Bombeiros enfrentam maior risco de ataque cardíaco entre os respondentes

Publicado originalmente em Live Science

ORLANDO, Flórida - Os bombeiros podem enfrentar um risco maior dedoença cardíaca do que outros atendentes de emergência, um pequeno estudo novo constata.

No estudo, os pesquisadores analisaram o coração doença fatores de risco, como pressão arterial e níveis de gordura corporal em bombeiros, paramédicos e policiais, e descobriram que os bombeiros tinham o maior risco.

Os bombeiros tiveram, em média, uma chance de 2.9 por cento de ter umataque cardíaco nos próximos anos do 10, com base em seus fatores de risco, disseram os pesquisadores. Para comparação, os policiais tiveram um risco percentual da 1.8 em média, e os paramédicos tiveram um risco percentual da 1. [Doença cardíaca: tipos, prevenção e tratamento]

Esse resultado foi surpreendente, porque o estudo também descobriu que os bombeiros eram os mais ativos fisicamente dos três grupos de equipes de emergência, disseram os pesquisadores.

Estudos anteriores descobriram que as equipes de emergência geralmente têm altas taxas de saúde, potencialmente devido à aumento dos níveis de obesidade e estresse, combinado com níveis mais baixos de atividade, comuns entre aqueles que fazem esse tipo de trabalho.

Os pesquisadores do novo estudo queriam entender melhor a saúde de base dos socorristas, disse Kelsey Moody, fisiologista do exercício em Baystate Medical Center em Massachusetts e principal autor do estudo. Moody apresentou o estudo na terça-feira (11 de novembro), aqui na reunião de sessões científicas da American Heart Association.

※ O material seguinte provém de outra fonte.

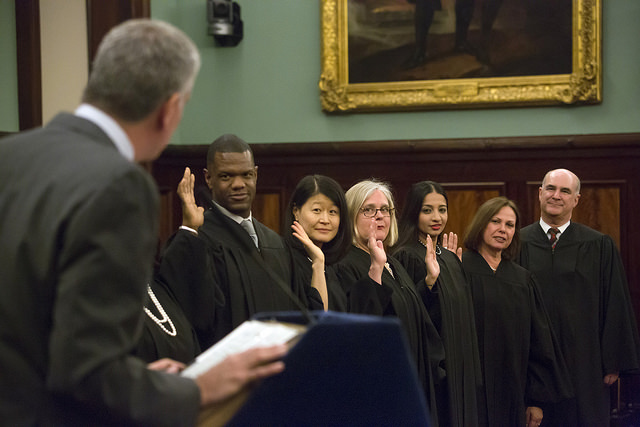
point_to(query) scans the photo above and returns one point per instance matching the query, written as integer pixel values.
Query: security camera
(225, 24)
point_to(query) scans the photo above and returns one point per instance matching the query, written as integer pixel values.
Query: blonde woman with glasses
(375, 283)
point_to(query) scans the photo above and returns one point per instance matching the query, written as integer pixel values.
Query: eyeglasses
(370, 211)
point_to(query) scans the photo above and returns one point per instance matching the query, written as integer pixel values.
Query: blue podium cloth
(347, 369)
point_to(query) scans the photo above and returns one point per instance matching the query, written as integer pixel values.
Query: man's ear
(207, 177)
(170, 112)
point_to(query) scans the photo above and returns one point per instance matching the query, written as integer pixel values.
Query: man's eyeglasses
(370, 211)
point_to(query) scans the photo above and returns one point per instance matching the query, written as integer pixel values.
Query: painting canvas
(413, 54)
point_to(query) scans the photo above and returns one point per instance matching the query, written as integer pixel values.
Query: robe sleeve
(363, 294)
(619, 340)
(185, 270)
(547, 375)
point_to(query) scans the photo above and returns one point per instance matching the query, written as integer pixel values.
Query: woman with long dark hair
(522, 364)
(320, 236)
(448, 300)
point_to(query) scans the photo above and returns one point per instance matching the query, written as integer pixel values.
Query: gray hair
(356, 197)
(139, 65)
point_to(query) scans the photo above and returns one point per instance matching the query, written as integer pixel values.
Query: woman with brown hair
(521, 361)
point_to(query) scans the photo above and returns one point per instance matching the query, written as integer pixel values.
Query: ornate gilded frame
(582, 86)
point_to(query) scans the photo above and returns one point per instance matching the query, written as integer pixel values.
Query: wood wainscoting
(471, 170)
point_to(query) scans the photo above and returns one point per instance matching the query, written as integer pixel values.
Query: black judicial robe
(184, 266)
(520, 356)
(451, 309)
(245, 276)
(397, 296)
(584, 288)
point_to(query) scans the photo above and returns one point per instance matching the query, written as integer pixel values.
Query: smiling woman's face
(381, 223)
(319, 217)
(499, 232)
(433, 215)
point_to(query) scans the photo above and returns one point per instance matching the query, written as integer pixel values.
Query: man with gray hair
(584, 288)
(78, 232)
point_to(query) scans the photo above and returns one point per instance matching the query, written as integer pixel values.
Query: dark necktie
(554, 239)
(248, 226)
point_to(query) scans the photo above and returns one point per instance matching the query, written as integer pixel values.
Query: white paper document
(250, 334)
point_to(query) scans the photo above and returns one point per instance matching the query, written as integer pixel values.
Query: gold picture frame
(581, 85)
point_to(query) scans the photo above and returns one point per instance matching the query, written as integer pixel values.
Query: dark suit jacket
(77, 238)
(243, 285)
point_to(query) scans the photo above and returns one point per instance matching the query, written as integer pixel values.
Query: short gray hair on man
(358, 194)
(576, 180)
(139, 65)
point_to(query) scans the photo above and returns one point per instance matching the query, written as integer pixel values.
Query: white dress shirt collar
(109, 126)
(546, 227)
(225, 212)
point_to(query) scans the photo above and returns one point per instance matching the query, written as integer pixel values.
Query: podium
(346, 369)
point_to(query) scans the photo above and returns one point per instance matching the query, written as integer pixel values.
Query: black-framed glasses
(370, 211)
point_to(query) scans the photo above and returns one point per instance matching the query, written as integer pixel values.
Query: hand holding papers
(250, 334)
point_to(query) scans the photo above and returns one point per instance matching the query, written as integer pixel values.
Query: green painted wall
(266, 88)
(8, 69)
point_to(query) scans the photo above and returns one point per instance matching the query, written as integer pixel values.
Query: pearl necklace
(388, 268)
(165, 318)
(438, 250)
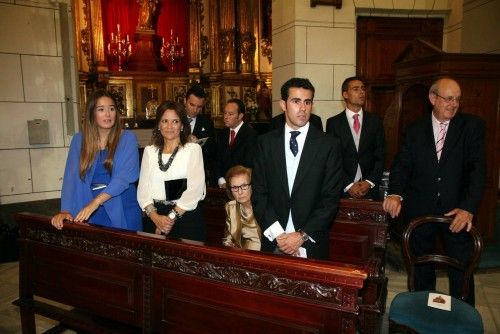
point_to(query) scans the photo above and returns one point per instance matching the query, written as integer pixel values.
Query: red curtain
(170, 14)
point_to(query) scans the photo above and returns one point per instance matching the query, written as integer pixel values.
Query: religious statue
(146, 13)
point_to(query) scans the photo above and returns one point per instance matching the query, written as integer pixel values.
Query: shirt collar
(302, 129)
(350, 113)
(236, 129)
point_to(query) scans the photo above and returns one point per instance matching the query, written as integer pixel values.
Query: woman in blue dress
(101, 171)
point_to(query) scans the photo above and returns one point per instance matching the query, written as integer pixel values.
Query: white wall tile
(49, 170)
(300, 45)
(347, 14)
(11, 84)
(331, 46)
(340, 73)
(482, 21)
(280, 76)
(284, 48)
(15, 174)
(43, 78)
(14, 126)
(283, 12)
(326, 109)
(27, 30)
(304, 12)
(321, 76)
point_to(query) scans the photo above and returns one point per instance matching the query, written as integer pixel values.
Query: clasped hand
(289, 243)
(163, 223)
(359, 189)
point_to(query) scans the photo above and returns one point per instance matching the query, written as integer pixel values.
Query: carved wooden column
(213, 29)
(247, 38)
(227, 35)
(194, 33)
(97, 36)
(144, 56)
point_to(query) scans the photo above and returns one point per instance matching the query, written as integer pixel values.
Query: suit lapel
(430, 144)
(346, 132)
(452, 135)
(307, 158)
(239, 137)
(278, 156)
(365, 130)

Para o estudo, os pesquisadores recrutaram socorristas do sexo masculino 37, consistindo de paramédicos do 12, policiais do 12 e bombeiros do 13. Eles eram todos entre as idades 20 e 40, e todos geralmente saudáveis ​​- nenhum tinha fatores de risco conhecidos para doenças cardíacas, como hipertensão ou obesidade, disse Moody à Live Science.

Os pesquisadores mediram a porcentagem de gordura corporal, níveis lipídicos, pressão arterial e consumo máximo de oxigênio (uma medida da aptidão física). Os cientistas usaram essas medidas para calcular o escore de risco de Framingham dos indivíduos, que estima o risco de uma pessoa sofrer um ataque cardíaco nos próximos anos da 10.

Em seguida, os atendentes de emergência usaram acelerômetros por dois dias, o primeiro dia de serviço e o segundo de folga. O dispositivo mediu o número total de etapas que os participantes tomaram e o número de calorias que queimaram. Os participantes também tiveram seus níveis de cortisol salivar (uma medida de estresse) verificados pela manhã e à noite.

Os pesquisadores não encontraram diferença nos níveis de estresse entre os três grupos, disse Moody. No entanto, os pesquisadores notaram que todos os níveis de estresse dos participantes permaneceram elevados no dia de folga, disse ela.

Ela observou que os pesquisadores não foram capazes de controlar os fatores de estresse adicionais que podem ter ocorrido no dia de folga. No entanto, algumas pesquisas mostraram que os socorristas podem experimentar uma resposta prolongada ao estresse após um dia de plantão.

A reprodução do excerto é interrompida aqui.